Personal pastoral work is one of the areas I have enjoyed most during my 40 years of commissioned Christian service.

This kind of work is not for everybody: I realise, to visit the sick, the troubled, the elderly and the dying as representatives of Jesus Christ is a rich privilege for me but will seem daunting for many.  And in one sense, I certainly enjoy far more helping people prepare for Christian baptism or for marriage.

The bottom line for me has always been, Will my time with these people help them to feel closer to God, or feel attracted to God’s blueprint for their lives?  What a challenge!

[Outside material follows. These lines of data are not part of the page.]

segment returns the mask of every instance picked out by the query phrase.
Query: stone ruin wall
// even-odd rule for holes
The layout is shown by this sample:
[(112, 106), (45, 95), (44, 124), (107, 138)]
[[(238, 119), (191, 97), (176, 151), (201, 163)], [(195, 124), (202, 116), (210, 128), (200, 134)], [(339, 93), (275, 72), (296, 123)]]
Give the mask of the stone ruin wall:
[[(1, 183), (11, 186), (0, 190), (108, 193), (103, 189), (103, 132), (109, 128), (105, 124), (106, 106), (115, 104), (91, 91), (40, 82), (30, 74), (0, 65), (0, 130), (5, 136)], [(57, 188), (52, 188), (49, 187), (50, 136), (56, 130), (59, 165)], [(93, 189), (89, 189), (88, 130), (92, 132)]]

In 1983 I accepted the invitation of another church to come and work with them, our third appointment.  I decided then that having established my basic skills I should start doing some regular in-service training (then just coming into vogue) and extend the scope of the rather narrowly focussed church work I had been doing during the first 12 years of my employed working life.

My character, past interests and the then current needs moved me towards hospital chaplaincy.

There was a small suburban hospital quite close to our new church home: it was just organising its chaplaincy service (as this was becoming mandatory for continuing accreditation), and I was welcome to join the new inter-church chaplaincy team and its regular training and periodic review sessions.  This sounded like a plan, and I still believe it was part of the way God has directed my life and work.

The hospital being relatively small, a team of some 6 – 10 men and women who visited three mornings per week on a roster basis was able to provide reasonably good pastoral care for all the wards, which during the following 12 years served medical, surgical, and geriatric patients, as well as initially maternity and later palliative care patients.

Calling on people in hospital as a hospital chaplain is in some ways quite different from visiting one’s own parishioners as their pastor or priest, of course.  I will always want to care for people in a Christlike manner and as representative of Jesus.  But hospital chaplains also call on patients as part of the hospital’s provision of wholistic care: they are therefore free (and indeed, are expected to) extend pastoral care to all patients, respectful of any background, faith or creed.  I’m glad that in my experience very, very few patients rejected my approaches.

Clinical Pastoral Education (CPE) consists of numerous modules introducing a wide scope of hospital chaplaincy work.  Chaplains are encouraged and even expected to continue with the more in-depth and extensive CPE courses.

At the regular consultation/workshop sections in which I participated in the 1980s and ‘90s, one or two chaplains typically presented a verbatim report on one of their interactions, which was then reviewed by the trainer and group: a very instructive time.

Hospital chaplaincy work and the local Christian Ministry Circle were valuable “windows” for me, particularly during these years.  I was working in a fairly large church congregation (by Australian standards) but it was quite isolated from the other churches of the federation – which was in itself a very small entity.  So there was little opportunity for valuable interaction among colleagues of the same stripe, making regular local Christian collegial friendship, interaction, joint work and training rather important.

Looking back, it is clear that the chaplaincy work I embarked on in 1983 has become a valuable, loved, and rewarding part of my life and work.  My chaplaincy workt has adapted to changing circumstances and opportunities over the past 30 years, but remains integral to what I do and who I am.

The weekly ABC-TV Compass program looks at Chaplaincy over the next few Sundays (6:30 pm).